Publié le 5 mai 1987

05/05/1987 : Félix Guattari : Référence et consistance

par Félix Guattari

1 - Le Plan d’immanence chaotique

Il convient, en premier lieu, d’entretenir une certaine méfiance à l’égard des représentations trop statiques du chaos, celles en particulier, qui tenteraient de l’illustrer sous forme de mélange, de trous, de cavernes, de poussières, voire même d’objets fractals. Le chaos de la « soupe primitive » du Plan d’immanence a ceci de particulier qu’il ne se maintient à l’existence qu’en train de se « chaotiser » et de telle sorte qu’il soit impossible de circonscrire en lui, et de tenir pour consistante, une configuration stable. Chacune de celles qu’il peut esquisser a le don de se dissoudre à une vitesse infinie, pour ne pas dire absolue. Dans son essence, le chaos est rigoureusement insaisissable. Ne pouvant être affecté d’aucun sous-ensemble, on peut considérer qu’il échappe aux logiques des ensembles discursifs.

Est-ce à dire que le chaos est une chose toute simple, toute binaire et aléatoire ? Certes non, car le processus de protofractalisation qui le travaille génère tout autant du désordre que des compositions complexes virtuelles : celles-là mêmes dont je viens de dire qu’elles s’esquissent et se dissolvent à une vitesse infinie. (Relevons au passage que, dans une telle perspective, le statut du virtuel consisterait, pour une entité, à se trouver pris entre deux infinis : celui d’une absolue intensification existentielle et de son immédiate abolition.)

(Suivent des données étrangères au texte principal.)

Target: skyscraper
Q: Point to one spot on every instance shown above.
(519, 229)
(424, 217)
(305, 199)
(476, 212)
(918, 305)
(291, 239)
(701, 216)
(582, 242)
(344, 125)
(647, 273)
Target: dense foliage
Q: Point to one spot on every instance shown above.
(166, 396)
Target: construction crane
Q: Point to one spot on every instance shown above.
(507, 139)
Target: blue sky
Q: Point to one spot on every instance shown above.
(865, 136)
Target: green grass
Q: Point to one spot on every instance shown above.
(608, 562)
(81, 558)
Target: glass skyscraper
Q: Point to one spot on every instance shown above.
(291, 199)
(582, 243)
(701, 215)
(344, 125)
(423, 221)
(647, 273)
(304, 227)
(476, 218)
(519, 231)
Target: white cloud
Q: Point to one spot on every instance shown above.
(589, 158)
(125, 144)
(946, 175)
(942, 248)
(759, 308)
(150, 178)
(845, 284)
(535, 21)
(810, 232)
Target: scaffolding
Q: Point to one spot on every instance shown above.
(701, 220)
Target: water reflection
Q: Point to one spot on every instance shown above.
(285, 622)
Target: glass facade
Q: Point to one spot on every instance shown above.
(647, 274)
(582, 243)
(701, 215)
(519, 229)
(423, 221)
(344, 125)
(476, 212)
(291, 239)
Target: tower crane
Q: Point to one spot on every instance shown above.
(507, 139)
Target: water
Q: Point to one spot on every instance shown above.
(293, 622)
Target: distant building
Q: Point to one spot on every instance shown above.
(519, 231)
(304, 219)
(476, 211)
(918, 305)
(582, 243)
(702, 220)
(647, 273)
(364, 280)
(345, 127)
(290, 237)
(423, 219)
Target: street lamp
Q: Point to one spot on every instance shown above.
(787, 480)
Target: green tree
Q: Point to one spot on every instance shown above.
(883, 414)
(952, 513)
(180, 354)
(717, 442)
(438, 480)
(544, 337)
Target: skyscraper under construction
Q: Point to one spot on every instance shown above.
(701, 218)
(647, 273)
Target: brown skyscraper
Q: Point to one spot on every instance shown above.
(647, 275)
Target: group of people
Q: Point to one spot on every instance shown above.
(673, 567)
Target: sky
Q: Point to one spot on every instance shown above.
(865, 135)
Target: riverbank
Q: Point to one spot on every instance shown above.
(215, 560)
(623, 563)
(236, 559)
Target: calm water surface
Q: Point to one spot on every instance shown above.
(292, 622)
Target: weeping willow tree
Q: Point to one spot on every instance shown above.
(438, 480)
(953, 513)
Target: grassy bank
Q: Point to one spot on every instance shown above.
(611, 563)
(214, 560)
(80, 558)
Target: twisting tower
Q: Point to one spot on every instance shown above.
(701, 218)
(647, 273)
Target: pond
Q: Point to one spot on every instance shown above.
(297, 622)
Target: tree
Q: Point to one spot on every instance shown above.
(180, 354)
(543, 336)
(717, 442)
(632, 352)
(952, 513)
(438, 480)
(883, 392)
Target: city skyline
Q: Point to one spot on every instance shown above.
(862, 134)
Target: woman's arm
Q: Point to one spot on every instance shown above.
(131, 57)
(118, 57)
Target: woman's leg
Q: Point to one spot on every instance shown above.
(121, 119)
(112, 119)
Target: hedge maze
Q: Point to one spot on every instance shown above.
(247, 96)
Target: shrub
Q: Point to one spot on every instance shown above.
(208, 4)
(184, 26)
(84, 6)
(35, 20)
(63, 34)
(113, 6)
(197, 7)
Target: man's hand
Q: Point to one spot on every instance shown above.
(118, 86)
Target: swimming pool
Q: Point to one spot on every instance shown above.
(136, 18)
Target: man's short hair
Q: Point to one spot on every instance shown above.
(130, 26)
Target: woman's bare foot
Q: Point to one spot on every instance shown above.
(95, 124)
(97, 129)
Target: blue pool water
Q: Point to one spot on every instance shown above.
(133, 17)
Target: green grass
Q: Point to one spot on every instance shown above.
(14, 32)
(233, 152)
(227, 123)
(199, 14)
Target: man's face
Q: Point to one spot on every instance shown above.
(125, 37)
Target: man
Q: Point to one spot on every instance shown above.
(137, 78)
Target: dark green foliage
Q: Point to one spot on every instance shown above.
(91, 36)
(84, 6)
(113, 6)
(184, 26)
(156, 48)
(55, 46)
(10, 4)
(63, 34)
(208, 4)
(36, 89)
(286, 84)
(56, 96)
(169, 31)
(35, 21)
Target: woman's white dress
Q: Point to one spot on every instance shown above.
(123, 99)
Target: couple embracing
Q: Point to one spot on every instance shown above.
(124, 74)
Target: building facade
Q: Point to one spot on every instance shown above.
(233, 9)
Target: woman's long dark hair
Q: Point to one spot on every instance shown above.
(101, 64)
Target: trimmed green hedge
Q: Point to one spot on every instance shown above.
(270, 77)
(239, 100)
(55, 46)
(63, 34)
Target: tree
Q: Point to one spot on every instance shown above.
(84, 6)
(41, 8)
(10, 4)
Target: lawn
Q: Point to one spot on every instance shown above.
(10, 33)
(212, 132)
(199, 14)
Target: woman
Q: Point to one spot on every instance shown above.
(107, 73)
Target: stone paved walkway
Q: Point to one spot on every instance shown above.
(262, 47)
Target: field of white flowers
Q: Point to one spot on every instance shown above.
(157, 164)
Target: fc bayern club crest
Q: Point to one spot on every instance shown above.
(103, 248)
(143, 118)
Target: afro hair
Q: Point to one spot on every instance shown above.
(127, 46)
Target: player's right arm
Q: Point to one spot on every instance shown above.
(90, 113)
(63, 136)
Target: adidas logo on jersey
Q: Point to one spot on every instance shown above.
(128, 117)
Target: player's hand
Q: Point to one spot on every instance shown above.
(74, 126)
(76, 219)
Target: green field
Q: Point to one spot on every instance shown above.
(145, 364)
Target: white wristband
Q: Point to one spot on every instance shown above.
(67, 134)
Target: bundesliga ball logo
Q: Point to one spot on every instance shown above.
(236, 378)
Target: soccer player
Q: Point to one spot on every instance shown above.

On partira donc de l’idée que les puissances actuelles du désordre se déclinent concurremment à des potentialités virtuelles de complexification. Le chaos devient ainsi une matière première de virtualité, l’inépuisable réserve d’une déterminabilité infinie. Ce qui implique qu’en y faisant retour, toujours il sera possible de retrouver en lui matière à complexifier l’état des choses. Ainsi chaque ordination se trouve doublée de tensions entropiques, tandis que, symétriquement, chaque séquence aléatoire est susceptible de bifurquer vers des attracteurs virtuels de complexification processuelle.